We have a similar experience on our floor now. I work on a surgical floor and we have a patient who is 60 something days post op from complete removal of her small bowel secondary to necrosis, septic and almost dead pre-op. After spending 34 days on a vent this poor soul is on TPN, wound vac, insulin gtt with every 2 hr CBG, raging antibiotic resistant infections and recurring systemic yeast infections from the futile attempts at erraticating the infection which you can smell despite how well she is cleaned. This patient has incessant diarrhea (CDiff) and when the family comes we get reemed out because "mama smells" and insisting she wear a gown they bring from home because she just doesn't look like mama in that hospital gown, of course I refuse, but they will put it on anyway cuz Sally Jane (not her real name) put this here velcro on the sleeve so it can get over the lines!!!. Poor mama is minimally responsive except for the groans and tears. When I am am providing care I am continually apologizing to this lady for changing the dressing on her abdomen, sticking her finger, she will make eye contact with me and I feel like she is begging me to stop. The surgeon has made multiple attempts to convince this family to make her a DNR but they want everything done to keep mama alive, constantly telling him to not let mama die. The doc is in the process of finding another doctor to take over her care because he is blunt enough to tell the family that this goes against every fiber of his being. She has swirled around the tubes a couple of nights threatening to crash and this doc just wants to turn her care over before we have to resucitate her and go down the road of the ventilator again. Would you be surprised to know that it has been very difficult to find a physician willing to take over care? Maybe you should give me the names of some of the physician's you guys are talking about who keep hanging on.. (j/k)

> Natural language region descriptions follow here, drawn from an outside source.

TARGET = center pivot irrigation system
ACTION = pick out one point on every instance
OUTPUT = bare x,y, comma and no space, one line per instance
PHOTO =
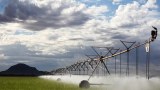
106,64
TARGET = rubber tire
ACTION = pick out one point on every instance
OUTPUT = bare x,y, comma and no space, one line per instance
84,84
58,79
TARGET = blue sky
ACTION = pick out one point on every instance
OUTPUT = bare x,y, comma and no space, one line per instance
48,33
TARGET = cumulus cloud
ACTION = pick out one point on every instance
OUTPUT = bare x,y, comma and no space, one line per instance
54,14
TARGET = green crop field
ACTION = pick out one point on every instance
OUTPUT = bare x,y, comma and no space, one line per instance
33,83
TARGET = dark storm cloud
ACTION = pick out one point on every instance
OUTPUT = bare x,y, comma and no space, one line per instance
24,10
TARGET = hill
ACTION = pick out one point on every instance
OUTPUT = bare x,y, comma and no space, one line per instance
22,70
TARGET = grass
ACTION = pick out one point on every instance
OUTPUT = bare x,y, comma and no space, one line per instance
34,83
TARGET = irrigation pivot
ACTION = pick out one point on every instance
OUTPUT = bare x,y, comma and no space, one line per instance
102,63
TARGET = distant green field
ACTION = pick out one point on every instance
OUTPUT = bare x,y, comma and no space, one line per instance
33,83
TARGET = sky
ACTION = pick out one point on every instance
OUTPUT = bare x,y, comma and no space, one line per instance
49,34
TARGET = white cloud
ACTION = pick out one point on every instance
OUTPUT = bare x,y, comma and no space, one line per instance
116,1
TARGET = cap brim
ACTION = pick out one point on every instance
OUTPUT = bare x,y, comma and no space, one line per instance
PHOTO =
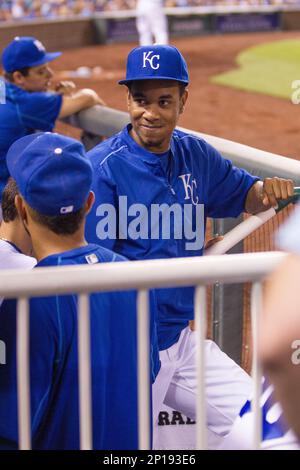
135,79
48,57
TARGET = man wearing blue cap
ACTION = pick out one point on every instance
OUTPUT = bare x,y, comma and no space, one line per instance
174,180
29,105
54,177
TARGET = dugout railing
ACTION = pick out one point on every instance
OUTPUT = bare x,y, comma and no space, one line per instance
141,276
227,326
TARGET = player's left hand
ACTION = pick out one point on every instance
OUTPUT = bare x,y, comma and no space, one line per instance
65,87
275,189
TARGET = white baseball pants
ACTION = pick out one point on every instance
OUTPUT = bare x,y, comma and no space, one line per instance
228,386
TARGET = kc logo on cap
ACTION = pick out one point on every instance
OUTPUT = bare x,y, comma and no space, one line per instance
156,62
148,59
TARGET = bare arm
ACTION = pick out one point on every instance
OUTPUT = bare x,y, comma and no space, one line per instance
78,101
265,194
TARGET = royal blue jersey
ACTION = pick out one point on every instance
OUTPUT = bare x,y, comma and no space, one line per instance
194,176
54,365
23,113
276,435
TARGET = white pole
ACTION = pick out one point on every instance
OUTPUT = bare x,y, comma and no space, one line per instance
200,323
84,359
240,232
143,369
256,296
23,377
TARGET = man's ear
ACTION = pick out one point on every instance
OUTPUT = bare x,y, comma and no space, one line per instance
20,206
128,98
89,202
18,78
183,100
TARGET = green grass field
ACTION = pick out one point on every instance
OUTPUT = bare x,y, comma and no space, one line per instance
269,68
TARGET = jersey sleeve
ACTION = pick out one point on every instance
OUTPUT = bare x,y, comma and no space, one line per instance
43,352
228,186
102,221
39,111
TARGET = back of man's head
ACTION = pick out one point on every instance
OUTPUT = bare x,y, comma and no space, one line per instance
24,52
9,211
54,177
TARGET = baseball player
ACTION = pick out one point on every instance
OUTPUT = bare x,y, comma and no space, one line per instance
158,177
29,105
15,243
151,22
47,167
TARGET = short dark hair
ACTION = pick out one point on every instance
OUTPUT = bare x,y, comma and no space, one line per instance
9,75
66,224
9,211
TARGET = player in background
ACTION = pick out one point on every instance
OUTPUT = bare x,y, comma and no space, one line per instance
47,167
151,22
15,243
156,167
30,105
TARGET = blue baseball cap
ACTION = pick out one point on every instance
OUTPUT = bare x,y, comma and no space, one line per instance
25,51
52,172
157,62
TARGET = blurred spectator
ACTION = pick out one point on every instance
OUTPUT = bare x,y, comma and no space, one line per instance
28,9
280,333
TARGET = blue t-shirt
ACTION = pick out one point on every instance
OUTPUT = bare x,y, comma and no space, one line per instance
54,365
24,113
193,176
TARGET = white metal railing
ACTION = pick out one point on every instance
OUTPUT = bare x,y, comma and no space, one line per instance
139,275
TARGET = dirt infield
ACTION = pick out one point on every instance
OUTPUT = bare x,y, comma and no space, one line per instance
260,121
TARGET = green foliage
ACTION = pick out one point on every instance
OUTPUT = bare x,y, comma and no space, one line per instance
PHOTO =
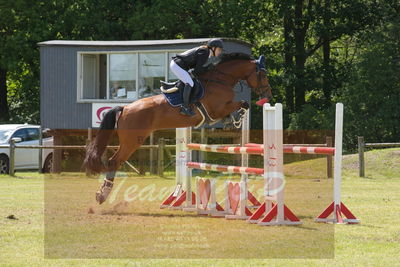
372,94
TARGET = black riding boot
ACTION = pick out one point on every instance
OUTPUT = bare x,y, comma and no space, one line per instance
186,109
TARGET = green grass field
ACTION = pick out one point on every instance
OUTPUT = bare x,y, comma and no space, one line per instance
55,222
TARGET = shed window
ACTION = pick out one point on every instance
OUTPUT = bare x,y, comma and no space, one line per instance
124,76
122,69
152,69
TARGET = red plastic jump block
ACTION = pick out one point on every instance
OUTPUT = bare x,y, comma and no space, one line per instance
338,218
257,217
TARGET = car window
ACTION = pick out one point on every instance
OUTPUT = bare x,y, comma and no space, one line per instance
33,134
21,133
4,134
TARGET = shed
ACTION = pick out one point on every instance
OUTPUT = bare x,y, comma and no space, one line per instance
78,78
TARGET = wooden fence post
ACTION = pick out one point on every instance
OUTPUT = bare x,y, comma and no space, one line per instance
361,163
11,163
329,158
57,153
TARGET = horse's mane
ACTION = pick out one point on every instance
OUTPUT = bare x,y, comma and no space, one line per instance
223,58
234,56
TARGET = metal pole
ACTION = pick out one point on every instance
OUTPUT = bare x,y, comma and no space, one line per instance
329,163
337,180
12,158
361,162
40,150
161,146
152,154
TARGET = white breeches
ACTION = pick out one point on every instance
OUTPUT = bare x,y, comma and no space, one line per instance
182,74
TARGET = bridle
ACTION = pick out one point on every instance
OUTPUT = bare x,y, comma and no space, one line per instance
259,72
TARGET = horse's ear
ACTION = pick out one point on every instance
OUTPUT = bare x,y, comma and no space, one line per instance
260,62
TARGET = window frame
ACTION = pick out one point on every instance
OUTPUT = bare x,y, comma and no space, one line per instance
79,81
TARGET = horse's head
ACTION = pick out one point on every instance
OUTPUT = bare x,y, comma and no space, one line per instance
258,80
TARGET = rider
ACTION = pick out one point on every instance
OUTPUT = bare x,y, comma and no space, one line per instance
194,58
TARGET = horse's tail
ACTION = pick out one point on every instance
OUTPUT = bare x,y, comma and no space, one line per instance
96,148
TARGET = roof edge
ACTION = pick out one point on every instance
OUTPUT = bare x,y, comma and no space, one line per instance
136,42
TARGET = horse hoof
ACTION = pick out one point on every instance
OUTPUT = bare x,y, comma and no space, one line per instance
99,198
244,104
104,191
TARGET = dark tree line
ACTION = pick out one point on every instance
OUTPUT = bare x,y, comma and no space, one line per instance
318,52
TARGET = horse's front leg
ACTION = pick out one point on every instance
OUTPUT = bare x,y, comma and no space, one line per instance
233,106
241,107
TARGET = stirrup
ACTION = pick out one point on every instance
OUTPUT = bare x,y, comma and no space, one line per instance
187,111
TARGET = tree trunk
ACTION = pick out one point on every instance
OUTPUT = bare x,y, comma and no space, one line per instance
326,47
300,32
288,50
4,111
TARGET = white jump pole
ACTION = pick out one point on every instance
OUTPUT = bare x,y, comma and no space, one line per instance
341,214
338,156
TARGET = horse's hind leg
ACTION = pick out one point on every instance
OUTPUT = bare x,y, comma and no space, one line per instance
130,141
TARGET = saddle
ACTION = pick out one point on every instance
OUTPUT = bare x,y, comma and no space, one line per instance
173,92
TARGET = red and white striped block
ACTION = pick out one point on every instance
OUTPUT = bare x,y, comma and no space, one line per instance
225,168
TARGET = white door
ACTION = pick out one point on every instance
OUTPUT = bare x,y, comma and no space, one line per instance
22,155
33,140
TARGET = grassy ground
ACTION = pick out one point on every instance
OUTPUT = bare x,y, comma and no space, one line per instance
56,222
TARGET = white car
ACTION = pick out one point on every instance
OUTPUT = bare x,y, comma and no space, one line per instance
25,159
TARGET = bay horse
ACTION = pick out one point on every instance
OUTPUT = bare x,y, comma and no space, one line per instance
136,121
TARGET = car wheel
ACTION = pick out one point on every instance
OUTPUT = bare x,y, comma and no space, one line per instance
48,164
4,165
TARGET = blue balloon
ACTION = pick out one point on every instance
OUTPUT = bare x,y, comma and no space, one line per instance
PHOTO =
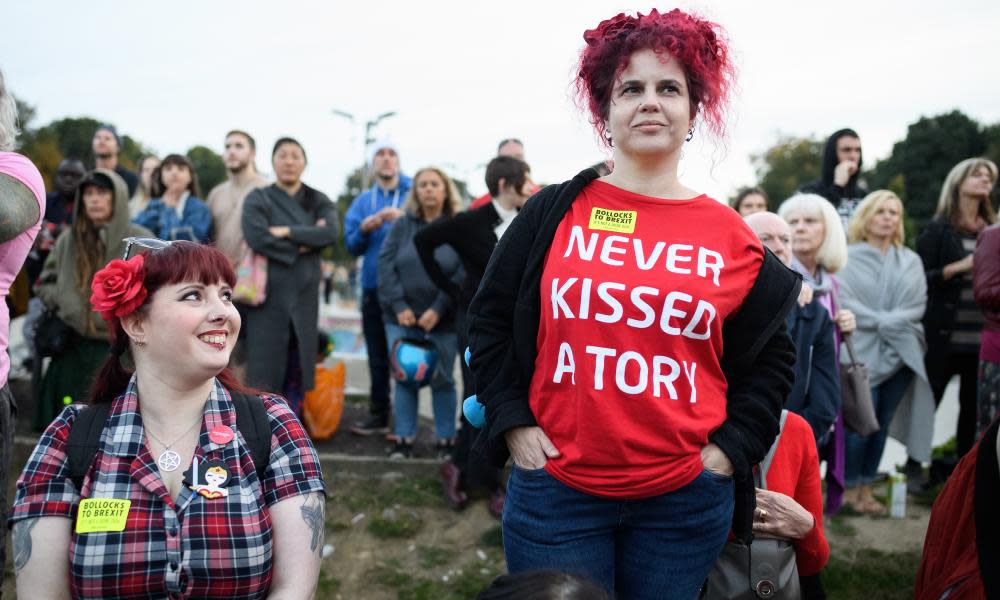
413,362
474,411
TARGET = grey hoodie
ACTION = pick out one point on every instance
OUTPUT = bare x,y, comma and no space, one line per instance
57,284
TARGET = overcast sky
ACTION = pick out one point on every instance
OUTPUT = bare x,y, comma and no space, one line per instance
463,75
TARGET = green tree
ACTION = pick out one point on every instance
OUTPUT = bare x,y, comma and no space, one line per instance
209,167
991,137
787,165
933,145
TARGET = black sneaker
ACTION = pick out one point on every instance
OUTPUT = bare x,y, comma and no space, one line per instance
401,450
373,425
445,448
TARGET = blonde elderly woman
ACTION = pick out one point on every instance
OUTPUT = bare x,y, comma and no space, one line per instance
953,321
819,249
884,285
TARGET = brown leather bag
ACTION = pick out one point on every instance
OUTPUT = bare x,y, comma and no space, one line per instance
856,391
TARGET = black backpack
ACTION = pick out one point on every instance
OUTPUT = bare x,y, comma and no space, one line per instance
85,435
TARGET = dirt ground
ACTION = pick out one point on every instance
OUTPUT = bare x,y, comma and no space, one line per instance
393,537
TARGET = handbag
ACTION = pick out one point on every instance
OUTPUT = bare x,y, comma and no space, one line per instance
52,335
251,278
859,412
764,569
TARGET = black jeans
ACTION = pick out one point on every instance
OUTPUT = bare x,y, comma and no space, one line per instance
378,353
8,410
966,366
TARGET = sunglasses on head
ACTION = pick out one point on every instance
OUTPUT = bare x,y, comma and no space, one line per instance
140,245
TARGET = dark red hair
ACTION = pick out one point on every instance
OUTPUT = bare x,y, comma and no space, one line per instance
699,45
179,262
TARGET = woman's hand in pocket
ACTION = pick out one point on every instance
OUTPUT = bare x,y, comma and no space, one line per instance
716,461
530,447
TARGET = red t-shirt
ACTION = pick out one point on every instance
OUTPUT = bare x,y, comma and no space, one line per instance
794,471
634,294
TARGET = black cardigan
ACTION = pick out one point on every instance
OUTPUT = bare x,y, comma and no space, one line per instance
503,331
472,237
939,244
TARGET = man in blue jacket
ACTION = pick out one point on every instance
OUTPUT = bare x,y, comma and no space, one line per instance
365,227
816,393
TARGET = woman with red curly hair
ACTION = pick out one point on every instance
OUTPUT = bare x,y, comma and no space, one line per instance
598,331
173,499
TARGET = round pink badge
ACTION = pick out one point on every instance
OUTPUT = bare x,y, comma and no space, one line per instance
221,434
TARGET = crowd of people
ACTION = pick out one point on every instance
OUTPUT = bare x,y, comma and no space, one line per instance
635,365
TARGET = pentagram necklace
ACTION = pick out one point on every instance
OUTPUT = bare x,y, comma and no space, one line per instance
168,460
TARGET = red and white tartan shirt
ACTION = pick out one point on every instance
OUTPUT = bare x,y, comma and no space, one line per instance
193,548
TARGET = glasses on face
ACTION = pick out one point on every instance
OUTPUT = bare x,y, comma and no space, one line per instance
140,245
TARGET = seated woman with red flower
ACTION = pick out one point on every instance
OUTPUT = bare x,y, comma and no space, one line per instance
100,220
176,500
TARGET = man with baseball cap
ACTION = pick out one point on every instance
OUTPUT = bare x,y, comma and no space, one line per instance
365,226
106,145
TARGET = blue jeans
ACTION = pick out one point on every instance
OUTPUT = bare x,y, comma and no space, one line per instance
862,454
660,547
442,384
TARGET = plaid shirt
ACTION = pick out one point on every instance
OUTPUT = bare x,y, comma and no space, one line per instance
193,547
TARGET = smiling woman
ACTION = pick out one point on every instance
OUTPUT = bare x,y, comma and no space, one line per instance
172,468
608,406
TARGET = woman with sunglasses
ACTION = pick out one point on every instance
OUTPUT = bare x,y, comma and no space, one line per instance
289,223
172,502
100,214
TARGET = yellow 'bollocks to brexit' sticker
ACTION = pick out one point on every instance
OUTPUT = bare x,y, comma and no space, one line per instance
621,221
102,514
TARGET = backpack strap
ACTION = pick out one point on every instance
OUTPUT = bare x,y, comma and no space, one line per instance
766,463
84,440
251,420
85,435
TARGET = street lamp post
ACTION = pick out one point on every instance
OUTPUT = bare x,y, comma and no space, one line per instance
367,140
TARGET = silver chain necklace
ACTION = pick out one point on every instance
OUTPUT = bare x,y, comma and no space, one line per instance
168,460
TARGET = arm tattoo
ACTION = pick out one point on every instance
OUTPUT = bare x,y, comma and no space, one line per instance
313,513
20,208
22,543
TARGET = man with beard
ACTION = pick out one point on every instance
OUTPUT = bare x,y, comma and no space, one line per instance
840,173
226,199
365,226
507,147
106,145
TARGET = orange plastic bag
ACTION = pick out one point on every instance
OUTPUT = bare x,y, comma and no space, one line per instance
324,404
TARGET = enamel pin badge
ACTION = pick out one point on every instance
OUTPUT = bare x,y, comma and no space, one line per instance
209,478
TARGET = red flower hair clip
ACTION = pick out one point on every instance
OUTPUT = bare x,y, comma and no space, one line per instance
118,288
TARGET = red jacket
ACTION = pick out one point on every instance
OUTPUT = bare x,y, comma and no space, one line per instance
962,546
794,471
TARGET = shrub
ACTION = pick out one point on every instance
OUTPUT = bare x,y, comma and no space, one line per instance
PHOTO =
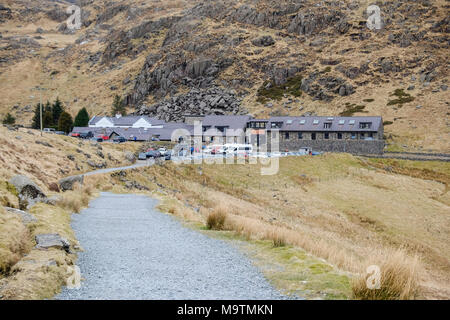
398,281
216,219
9,119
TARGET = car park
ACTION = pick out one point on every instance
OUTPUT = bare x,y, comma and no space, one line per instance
86,135
142,156
119,139
153,154
162,151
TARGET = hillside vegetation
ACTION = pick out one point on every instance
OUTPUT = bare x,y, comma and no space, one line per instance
269,57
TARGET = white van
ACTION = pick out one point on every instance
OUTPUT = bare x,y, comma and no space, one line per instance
238,149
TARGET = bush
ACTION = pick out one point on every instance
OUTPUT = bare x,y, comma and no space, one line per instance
9,119
216,219
402,97
398,281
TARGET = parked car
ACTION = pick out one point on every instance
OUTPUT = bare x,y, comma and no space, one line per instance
153,154
162,151
142,156
86,135
120,139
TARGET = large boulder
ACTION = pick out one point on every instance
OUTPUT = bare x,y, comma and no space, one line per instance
25,216
130,156
29,192
68,183
52,240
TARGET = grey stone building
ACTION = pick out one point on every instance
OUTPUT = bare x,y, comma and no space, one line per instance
331,134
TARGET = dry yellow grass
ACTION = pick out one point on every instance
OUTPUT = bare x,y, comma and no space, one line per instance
216,219
15,240
398,278
342,209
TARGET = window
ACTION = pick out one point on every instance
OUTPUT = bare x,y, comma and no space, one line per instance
222,129
365,125
277,125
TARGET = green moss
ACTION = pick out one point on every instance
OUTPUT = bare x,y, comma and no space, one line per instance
402,97
276,92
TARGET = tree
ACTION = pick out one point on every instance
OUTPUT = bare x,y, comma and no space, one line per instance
118,106
65,122
82,118
9,119
47,120
36,122
57,109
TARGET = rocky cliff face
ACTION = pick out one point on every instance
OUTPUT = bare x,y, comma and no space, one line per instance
284,56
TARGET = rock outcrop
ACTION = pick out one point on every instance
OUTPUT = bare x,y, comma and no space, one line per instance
52,240
29,192
69,182
209,101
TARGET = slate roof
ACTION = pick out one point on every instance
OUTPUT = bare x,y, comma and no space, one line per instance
233,122
126,120
337,124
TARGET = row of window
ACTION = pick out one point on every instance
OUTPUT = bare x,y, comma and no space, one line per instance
326,135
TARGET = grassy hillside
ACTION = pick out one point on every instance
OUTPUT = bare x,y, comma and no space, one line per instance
88,67
349,211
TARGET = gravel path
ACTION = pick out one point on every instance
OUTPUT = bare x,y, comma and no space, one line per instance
133,251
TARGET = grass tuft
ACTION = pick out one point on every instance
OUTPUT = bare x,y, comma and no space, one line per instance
216,219
398,279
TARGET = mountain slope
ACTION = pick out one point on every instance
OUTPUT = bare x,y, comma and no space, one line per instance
266,58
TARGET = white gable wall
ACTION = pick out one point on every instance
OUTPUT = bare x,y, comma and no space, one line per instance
102,123
142,123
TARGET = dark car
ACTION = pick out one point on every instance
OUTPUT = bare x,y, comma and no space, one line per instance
86,135
153,154
119,139
142,156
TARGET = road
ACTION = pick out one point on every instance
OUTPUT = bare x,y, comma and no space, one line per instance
133,251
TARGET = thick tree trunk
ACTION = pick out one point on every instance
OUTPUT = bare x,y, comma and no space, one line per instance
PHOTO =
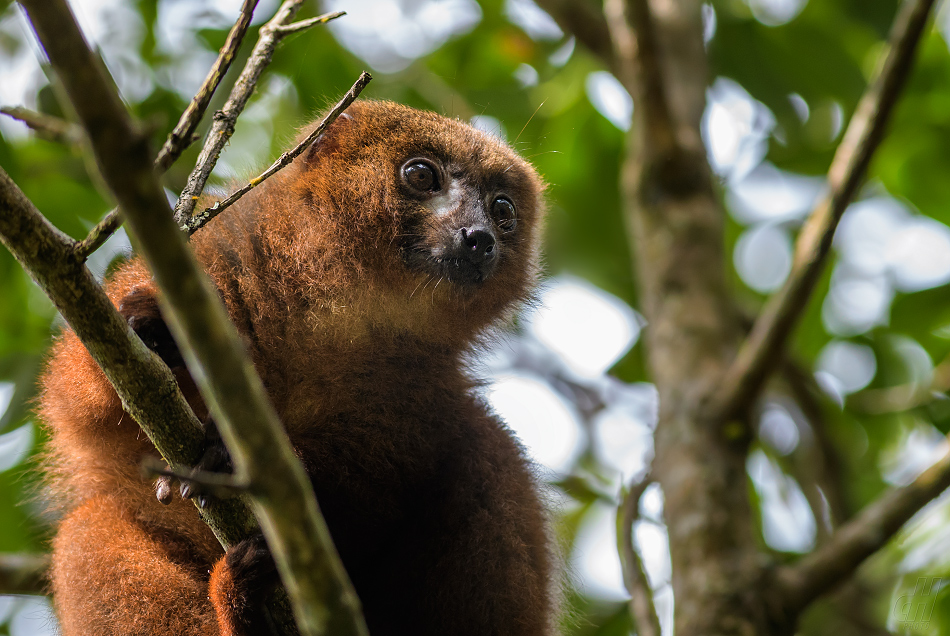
675,219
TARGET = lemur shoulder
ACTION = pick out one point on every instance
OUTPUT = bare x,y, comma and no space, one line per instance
360,277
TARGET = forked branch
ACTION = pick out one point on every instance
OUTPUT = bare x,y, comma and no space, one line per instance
322,597
859,538
183,134
199,220
222,128
762,349
585,23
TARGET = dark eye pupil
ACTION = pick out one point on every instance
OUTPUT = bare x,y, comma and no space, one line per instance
421,176
504,212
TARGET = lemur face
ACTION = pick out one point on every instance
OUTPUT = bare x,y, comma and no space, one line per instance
437,205
468,223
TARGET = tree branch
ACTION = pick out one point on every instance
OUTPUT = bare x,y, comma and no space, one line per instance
584,22
634,33
46,126
761,351
23,573
225,119
859,538
323,599
183,134
196,222
635,579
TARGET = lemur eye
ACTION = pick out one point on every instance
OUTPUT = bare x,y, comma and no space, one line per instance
421,175
503,211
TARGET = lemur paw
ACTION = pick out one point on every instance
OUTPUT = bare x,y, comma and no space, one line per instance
215,459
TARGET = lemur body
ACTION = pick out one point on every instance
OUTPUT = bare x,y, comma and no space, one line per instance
360,277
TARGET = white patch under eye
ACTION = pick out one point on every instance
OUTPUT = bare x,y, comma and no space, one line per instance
448,200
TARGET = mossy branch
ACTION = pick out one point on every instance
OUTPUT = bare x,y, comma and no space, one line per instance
283,500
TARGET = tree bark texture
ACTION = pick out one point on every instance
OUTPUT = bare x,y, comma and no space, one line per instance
675,220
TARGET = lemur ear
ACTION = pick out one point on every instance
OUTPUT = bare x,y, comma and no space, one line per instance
329,141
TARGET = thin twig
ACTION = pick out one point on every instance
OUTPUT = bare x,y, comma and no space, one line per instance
46,126
302,25
225,119
196,222
642,608
859,538
184,132
323,598
23,573
761,351
181,137
649,88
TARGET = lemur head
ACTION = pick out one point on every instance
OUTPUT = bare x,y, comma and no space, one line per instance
429,212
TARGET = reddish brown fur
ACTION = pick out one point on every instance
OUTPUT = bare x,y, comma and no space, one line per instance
431,504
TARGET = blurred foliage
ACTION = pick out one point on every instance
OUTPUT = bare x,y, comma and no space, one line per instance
824,55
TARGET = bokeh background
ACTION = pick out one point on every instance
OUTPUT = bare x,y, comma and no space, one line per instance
568,377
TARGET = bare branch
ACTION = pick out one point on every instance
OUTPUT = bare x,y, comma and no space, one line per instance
584,22
225,119
322,596
23,573
181,137
856,540
761,351
183,134
639,59
634,575
46,126
199,220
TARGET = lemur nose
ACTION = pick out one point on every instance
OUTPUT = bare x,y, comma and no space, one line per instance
480,243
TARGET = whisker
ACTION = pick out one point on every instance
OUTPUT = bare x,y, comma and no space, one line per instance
529,121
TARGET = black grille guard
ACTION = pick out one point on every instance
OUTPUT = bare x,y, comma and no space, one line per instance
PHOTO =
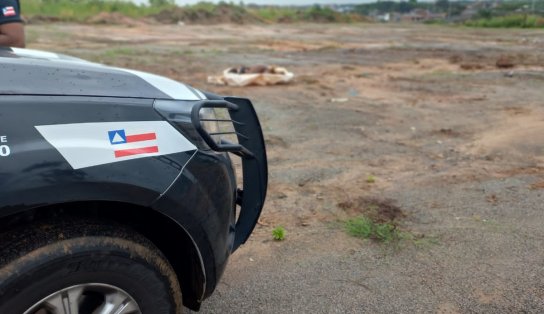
250,148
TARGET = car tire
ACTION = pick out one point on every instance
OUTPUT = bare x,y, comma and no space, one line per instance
88,266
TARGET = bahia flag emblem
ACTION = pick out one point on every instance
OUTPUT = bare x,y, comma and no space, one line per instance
145,143
100,143
8,11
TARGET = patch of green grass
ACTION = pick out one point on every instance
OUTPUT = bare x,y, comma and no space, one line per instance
279,233
509,21
68,10
365,228
82,10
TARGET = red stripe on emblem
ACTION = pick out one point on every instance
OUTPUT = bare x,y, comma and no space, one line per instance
136,151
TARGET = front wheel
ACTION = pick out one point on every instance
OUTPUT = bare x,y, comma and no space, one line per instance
84,268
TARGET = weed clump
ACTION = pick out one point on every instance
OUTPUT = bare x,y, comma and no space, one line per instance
365,228
279,233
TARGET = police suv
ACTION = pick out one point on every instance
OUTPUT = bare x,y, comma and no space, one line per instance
117,189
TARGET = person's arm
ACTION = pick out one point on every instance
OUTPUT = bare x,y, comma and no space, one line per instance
12,35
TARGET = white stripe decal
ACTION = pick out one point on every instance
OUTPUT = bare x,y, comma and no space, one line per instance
91,144
172,88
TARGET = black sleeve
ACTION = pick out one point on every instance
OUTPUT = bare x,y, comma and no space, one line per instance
10,11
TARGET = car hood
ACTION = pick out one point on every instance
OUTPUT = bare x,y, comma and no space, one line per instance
35,72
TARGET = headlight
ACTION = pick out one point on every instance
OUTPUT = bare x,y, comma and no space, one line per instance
210,123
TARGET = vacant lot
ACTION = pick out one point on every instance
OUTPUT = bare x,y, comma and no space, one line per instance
442,126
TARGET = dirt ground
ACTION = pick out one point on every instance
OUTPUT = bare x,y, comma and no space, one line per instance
448,121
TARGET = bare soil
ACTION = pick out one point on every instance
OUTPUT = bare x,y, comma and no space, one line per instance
448,121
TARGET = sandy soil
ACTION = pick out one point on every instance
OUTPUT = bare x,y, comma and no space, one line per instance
452,140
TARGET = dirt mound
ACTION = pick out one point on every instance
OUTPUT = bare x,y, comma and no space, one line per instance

I am new to the forum but would like to reply to the "futile care"thread. I am a pediatric lpn in a hospital and homecare settings and I have to agree how horrible it is to watch this stuff happen.I have come to the conclusion that #1 most people have no idea what it is like to code someone at any age and#2-with kids,they just cant let them go. I recently had a 27 month old who was found floating ia a contaminated swimming pool. Tha paramedics coded him with more meds than i've seen an adult coded with.He ended up neurologically devestated.His parents had him a full code, trached,gt,d and so on.Some brilliant doc suggested if they put him in a hyperbaric chamber he may regain some function (this is 7 months after the accident)So, they sold their house to pay 2G's a pop at a chamber in a strip mall!In 5 years of peds, that was a hard case!I went in one night to give him one of many narcs he was on due to storming episodes and found mom crying(he is her only child).She says to me "he just smiled in his sleep-he's never done that since the accident".I was speechless for the 1st time ever. What could i say to her?That was so sad.I'm a mom of a 2 and 5 year old and i hope that i would not do that to my child but then again,i dont know. But definately a huge moral dilemma.